Ketua SMSI Himbau Masyarakat Untuk Mendukung Pemilu Damai 2024, dan Tolak Hoax Serta Ujaran Kebencian

Ketua SMSI Himbau Masyarakat Untuk Mendukung Pemilu Damai 2024, dan Tolak Hoax Serta Ujaran Kebencian

Coverpublik.com – Ketua Serikat Media Siber Indonesia (SMSI) Bengkulu Wibowo Susilo himbau masyarakat terkait maraknya penyebaran informasi palsu atau hoax, ujaran kebencian, dan isu Suku Agama Ras dan Antar Golongan atau SARA melalui media sosial.
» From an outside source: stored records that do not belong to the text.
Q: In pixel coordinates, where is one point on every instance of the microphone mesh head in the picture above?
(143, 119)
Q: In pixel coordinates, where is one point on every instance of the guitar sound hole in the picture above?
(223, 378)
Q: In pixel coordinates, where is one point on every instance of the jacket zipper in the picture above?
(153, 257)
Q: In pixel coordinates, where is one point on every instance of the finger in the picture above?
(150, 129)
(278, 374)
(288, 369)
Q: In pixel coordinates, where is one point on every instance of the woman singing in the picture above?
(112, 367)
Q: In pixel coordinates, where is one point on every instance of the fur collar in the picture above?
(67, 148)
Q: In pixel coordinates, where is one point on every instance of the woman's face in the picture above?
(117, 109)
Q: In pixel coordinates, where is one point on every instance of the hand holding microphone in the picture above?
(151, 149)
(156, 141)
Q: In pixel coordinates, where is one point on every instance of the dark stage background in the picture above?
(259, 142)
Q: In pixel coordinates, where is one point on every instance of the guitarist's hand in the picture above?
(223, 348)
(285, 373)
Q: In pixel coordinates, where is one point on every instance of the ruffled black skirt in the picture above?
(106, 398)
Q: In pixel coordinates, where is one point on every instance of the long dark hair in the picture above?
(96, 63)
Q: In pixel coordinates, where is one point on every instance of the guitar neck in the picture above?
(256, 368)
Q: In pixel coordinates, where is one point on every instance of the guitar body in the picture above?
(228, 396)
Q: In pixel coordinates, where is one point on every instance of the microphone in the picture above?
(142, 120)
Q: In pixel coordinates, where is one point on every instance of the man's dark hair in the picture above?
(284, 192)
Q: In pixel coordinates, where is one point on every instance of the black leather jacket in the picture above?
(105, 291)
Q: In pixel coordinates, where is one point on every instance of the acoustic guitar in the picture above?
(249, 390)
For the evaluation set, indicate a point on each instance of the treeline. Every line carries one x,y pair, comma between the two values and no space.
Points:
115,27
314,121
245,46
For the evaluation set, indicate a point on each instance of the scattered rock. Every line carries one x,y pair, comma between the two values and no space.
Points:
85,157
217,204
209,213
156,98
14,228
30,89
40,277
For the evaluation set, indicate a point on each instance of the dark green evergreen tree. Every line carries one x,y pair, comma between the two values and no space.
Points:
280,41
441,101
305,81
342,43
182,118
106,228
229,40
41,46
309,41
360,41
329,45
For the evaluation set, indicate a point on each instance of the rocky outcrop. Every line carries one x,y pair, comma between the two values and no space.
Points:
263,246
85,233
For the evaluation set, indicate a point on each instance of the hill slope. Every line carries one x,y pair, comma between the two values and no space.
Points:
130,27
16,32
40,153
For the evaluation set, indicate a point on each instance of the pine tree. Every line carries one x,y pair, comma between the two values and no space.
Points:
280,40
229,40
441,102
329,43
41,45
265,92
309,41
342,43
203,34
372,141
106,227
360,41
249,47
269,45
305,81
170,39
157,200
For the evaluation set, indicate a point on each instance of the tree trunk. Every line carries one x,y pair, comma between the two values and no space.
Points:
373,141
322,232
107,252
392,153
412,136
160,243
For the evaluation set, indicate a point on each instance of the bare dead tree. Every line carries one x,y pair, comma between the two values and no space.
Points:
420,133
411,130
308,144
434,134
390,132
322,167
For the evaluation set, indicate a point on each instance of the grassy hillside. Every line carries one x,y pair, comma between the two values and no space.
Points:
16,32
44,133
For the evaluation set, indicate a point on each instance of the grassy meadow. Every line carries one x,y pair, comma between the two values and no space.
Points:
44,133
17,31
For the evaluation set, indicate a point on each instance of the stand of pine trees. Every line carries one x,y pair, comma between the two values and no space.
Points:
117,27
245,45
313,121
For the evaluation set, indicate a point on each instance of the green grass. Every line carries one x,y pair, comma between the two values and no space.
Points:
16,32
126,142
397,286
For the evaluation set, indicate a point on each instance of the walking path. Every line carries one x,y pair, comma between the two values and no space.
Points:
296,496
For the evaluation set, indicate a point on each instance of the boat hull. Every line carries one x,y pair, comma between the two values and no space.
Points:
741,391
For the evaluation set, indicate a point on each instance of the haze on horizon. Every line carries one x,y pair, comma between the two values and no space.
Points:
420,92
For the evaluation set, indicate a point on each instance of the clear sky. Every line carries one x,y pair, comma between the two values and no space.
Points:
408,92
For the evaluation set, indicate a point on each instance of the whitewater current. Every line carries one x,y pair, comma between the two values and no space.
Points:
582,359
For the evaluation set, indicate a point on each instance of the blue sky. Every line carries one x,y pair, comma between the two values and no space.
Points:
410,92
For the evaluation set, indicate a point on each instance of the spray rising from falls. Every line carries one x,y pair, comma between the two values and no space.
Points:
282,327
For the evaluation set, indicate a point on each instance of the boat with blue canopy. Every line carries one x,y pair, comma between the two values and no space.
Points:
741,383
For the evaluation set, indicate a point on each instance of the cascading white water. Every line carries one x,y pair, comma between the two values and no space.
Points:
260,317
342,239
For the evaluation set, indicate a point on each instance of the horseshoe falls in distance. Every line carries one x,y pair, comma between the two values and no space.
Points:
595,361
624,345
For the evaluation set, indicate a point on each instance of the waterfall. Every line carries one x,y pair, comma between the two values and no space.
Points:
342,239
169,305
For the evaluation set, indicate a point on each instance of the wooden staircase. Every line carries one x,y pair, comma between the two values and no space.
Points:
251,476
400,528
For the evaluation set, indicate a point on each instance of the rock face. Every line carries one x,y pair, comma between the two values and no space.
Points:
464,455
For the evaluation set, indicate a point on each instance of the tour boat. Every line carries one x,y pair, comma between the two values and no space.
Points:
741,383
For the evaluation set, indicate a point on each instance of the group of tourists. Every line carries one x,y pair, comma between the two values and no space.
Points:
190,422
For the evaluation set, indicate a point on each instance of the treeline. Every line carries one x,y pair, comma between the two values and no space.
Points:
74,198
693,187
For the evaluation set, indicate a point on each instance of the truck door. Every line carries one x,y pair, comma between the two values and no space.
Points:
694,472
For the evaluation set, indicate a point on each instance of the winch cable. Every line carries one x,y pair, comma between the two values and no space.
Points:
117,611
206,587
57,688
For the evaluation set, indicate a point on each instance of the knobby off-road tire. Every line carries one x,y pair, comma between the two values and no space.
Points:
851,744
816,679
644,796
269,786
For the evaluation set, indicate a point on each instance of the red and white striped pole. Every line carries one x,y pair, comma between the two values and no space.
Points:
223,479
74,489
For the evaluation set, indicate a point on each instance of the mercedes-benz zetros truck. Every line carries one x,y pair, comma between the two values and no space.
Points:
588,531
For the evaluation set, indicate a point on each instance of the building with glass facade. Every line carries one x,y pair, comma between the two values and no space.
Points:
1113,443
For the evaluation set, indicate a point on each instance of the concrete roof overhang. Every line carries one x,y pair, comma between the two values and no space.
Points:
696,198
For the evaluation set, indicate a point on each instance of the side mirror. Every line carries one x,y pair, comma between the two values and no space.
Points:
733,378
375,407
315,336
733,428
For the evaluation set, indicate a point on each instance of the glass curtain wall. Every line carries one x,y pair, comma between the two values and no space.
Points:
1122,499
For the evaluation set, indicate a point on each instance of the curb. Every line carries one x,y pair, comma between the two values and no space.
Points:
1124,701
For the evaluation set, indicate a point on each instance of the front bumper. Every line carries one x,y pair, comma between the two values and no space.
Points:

Bowo merasa prihatin dengan kondisi ini karena merasa bahwa hal tersebut dapat berdampak pada kerukunan dan ketertiban dalam berbangsa dan antar umat beragama.

Bowo sangat menyadari bahwa media sosial memang telah menjadi sarana yang mudah untuk menyebarluaskan informasi, namun di tangan yang salah, hal ini bisa berbahaya dan merugikan banyak pihak. Oleh karena itu, Bowo berusaha untuk menghimbau masyarakat agar lebih bijak dalam menggunakan media sosial, terutama dalam hal-hal yang berkaitan dengan hoak, ujaran kebencian, dan isu SARA.

Selain itu ketua SMSI Bengkulu ini juga mengajak seluruh anggotanya untuk menciptakan pemilu aman dan damai serta selektif dalam mempercayai berita di media sosial

“Saya Wibowo Susilo beserta anggota siap mendukung pemilu 2024 yang aman dan damai serta menangkal semua berita hoax yang akan memecahkan persatuan dan keutuhan bangsa Negara Kesatuan Republik Indonesia (NKRI).

Sebagai seorang pemimpin dari Serikat Media Siber Indonesia, Bowo merasa bertanggung jawab untuk memberi contoh yang baik dan mengedukasi masyarakat mengenai penggunaan media sosial yang benar. Ia berharap agar masyarakat dapat memanfaatkan media sosial untuk hal-hal yang positif dan menghindari hal-hal yang dapat memecah belah bangsa dan merusak persatuan dan kesatuan.

Bowo juga menghimbau agar masyarakat mengedepankan nilai-nilai keberagaman, etika, dan aturan hukum dalam menggunakan media sosial. Ia berpesan agar masyarakat selalu melakukan seleksi informasi sebelum menyebarkannya, dan memanfaatkan sumber informasi yang kredibel seperti media massa yang berbadan hukum. Hal ini penting agar masyarakat tidak menjadi korban dari konten hoak, ujaran kebencian, dan isu SARA yang dapat merusak keharmonisan dan kebersamaan.

Tidak hanya menghimbau, Bowo juga meminta agar masyarakat lebih memperbanyak literasi digital. Dengan demikian, masyarakat dapat lebih cerdas dan kritis dalam menyikapi informasi yang mereka terima, sehingga tidak mudah terpengaruh oleh konten hoak, ujaran kebencian, dan isu SARA yang beredar di media sosial.

Kemudian, Bowo juga mengajak masyarakat untuk bersama-sama memerangi konten hoak, ujaran kebencian, dan isu SARA. Ia berharap agar masyarakat dapat bekerja sama dan saling mengingatkan satu sama lain apabila menemukan hal-hal yang mencurigakan atau merugikan.

Dengan upaya yang dilakukan oleh Bowo dan Serikat Media Siber Indonesia, diharapkan kondisi yang semakin memprihatinkan ini dapat diminimalisir dan tidak meluas. Bowo berharap agar masyarakat dapat memanfaatkan media sosial dengan bijak dan bertanggung jawab, serta tetap menjaga kerukunan dan persatuan di tengah beragamnya suku, agama, ras, dan antar golongan yang ada di Indonesia.